Wittsend, you really need to come to the Focus website and help me out, LOL. I play that recording at least five times a day. Nothing against Russ at all (hear me Russ?) and always willing to help but it just appears to me the art of true DIYing is dying the death of a dirty dog. They constantly inundate you with 'important, my car is down NOW!' requests like the exact bolt size, thread count, grade markings (if smart enough, usually not) of practically any bolt that can be pulled in two seconds to have a perfect example in their itty-bitty hands. Or they want all the measurements of wonky one off OEM only parts they think they are going to pick up easily at the parts store and good luck with that one. Countless numbers I turned away at the parts store with 'forget that, you will only find it at the dealership' and they'd go cussing you out all the way out the door (to the next part store, they missed the message entirely).

I'm thinking of all the 500 different say snap-in retainers that hold various parts on cars commonly now, I've dug them up commonly to only have customer say 'that won't work it's the wrong color', and then I say well, here it's $1.99 package of 3 and OEM is $6.50 each, they then hit the door to go get them. The young kids now cannot think abstractly for spit. All they can lock on to is it don't look right. Whether it can work has no place in that brain at all.

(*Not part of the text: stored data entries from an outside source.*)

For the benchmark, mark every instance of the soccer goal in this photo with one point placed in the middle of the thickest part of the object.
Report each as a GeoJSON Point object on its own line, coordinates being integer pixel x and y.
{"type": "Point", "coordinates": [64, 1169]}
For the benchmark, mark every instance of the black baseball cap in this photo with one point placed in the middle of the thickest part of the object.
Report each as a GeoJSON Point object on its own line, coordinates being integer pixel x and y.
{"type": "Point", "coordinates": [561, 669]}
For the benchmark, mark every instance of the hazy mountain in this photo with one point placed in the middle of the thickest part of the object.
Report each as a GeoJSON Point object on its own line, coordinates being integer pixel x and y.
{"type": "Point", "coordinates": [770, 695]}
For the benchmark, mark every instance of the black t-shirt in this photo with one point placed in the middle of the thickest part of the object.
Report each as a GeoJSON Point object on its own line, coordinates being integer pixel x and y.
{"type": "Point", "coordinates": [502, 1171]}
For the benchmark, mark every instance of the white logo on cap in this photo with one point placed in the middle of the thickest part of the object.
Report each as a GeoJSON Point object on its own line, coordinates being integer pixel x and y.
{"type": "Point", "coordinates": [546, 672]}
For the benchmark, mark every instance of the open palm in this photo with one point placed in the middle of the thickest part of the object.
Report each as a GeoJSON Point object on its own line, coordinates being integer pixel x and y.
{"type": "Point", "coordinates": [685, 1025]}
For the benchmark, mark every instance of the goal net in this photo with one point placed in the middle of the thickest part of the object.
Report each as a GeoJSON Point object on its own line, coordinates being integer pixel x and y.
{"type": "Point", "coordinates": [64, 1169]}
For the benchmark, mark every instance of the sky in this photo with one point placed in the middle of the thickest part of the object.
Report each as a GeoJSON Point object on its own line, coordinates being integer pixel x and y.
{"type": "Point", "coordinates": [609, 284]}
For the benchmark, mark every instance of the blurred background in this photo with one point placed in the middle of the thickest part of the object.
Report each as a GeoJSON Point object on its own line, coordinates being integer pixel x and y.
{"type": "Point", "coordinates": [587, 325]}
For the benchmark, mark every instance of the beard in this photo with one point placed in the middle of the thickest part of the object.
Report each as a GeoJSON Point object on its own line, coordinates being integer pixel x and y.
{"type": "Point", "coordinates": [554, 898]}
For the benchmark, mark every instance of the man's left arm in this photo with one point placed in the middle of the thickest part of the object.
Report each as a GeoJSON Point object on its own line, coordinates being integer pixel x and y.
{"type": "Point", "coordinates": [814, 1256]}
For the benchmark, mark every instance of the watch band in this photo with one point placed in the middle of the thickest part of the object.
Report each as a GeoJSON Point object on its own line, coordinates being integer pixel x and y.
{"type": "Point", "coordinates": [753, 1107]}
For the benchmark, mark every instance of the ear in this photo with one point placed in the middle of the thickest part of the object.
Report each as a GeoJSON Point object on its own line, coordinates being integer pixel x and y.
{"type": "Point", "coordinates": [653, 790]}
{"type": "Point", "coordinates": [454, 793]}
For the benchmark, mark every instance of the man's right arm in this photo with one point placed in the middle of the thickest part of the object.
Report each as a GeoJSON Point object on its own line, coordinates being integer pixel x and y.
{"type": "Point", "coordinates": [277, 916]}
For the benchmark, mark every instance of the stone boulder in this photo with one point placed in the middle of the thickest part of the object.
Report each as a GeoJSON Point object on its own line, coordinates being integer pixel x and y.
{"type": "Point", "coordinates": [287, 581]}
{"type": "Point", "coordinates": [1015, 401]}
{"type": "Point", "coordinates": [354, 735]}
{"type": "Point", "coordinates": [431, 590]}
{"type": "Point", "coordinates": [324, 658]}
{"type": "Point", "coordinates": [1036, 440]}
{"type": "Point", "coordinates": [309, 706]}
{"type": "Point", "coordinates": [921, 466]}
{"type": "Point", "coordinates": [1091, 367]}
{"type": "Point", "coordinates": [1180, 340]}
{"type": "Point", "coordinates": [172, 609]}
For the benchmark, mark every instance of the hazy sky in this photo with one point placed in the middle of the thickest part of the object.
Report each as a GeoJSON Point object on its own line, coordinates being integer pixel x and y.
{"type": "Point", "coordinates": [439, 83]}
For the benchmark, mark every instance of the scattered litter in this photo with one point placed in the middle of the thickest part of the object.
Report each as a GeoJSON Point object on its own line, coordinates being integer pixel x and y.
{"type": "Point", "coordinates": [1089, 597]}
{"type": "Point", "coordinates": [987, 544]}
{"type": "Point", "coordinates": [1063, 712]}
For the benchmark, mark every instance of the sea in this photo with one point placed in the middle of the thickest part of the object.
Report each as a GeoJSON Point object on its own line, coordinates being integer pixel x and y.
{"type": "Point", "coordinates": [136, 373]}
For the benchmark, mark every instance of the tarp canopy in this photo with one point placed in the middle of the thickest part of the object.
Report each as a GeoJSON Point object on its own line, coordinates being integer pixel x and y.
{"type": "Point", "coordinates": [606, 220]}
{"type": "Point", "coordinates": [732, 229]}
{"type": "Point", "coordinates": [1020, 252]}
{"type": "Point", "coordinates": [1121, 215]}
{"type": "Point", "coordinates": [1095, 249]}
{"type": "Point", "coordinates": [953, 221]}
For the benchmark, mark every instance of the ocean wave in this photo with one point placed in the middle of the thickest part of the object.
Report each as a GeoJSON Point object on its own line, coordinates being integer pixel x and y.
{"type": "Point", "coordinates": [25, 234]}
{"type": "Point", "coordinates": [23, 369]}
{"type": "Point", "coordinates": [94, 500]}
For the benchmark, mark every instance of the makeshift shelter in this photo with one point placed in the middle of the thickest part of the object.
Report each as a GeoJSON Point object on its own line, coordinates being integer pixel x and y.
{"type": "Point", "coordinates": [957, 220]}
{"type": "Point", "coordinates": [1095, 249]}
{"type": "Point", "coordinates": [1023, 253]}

And they are not happy if YOU don't do all the research and give them the EXACT part number, what store and the price at that time, I've been ripped time and time over it. They want YOU to do all the work and then they pop in a part in 2 seconds and brag to friends how they fixed something. Pretty d-mn funny.

Most of the thrill of DIY to me is working out the solution when none existed before, just being able to at last snap in this or screw that in when you realize it'll work has no meaning to me at all. The brain working to get there was the best part, the measuring, the comparing of like parts, the ultimate risk, will it work or no? Currently reworking an early Focus fuel module to take the later pump which is the only one available, it does NOT FIT the early module but we'll see about that. Already got the logistics of it worked out and a bit of plastic grinding and the easiest $100 bill I ever made. I ain't paying $100 more (potentially MUCH more, OEM is $459!!) for $15 worth of newly shaped plastic just because they decided to change the shape. Or, pump repair total of maybe $60, as compared to a common $600-$800 repair. Yeah, that's MUCH more like it.........................and done on so many things that under the hood the two Foci I have have so many non-stock parts it's not funny. Same with all the cars before, it's not worth doing unless I can save WAY more than part is from the normal channels of replacement, I do not go OEM virtually at all, usually the most wasteful way to fix something. Saved a solid $100 bill on each car simply going to bulk hose instead of the formed oddball end size hoses commonly sold over the counter.

Thank goodness there is a much higher level of APPLIED intelligence here at this site...............

russosborne

In Glendale, Arizona

RIP Casey, Mallory, Abby, and Sadie. We miss you.

79 Pinto ESS fully caged fun car. In progress. 8inch 4.10 gears. 351C and a T5 waiting to go in.

Wittsend

I know that we live in an Internet dominated world  (IE searching the entire Summit catalog), but a tape measure would have given you the size you wanted to know. I'm not trying to chastise you, only pointing out there are "non-electronic" alternatives to finding answers.

amc49

If round then the classic seven inch diameter.

russosborne

I am so bored I am looking at the entire Summit Racing online catalog and adding things to my wish list there.
Anyway, what size are the headlights on these? The factory manual just says they are "no. 2". That tells me nothing.  ;D

Thanks,
Russ
In Glendale, Arizona

RIP Casey, Mallory, Abby, and Sadie. We miss you.

79 Pinto ESS fully caged fun car. In progress. 8inch 4.10 gears. 351C and a T5 waiting to go in.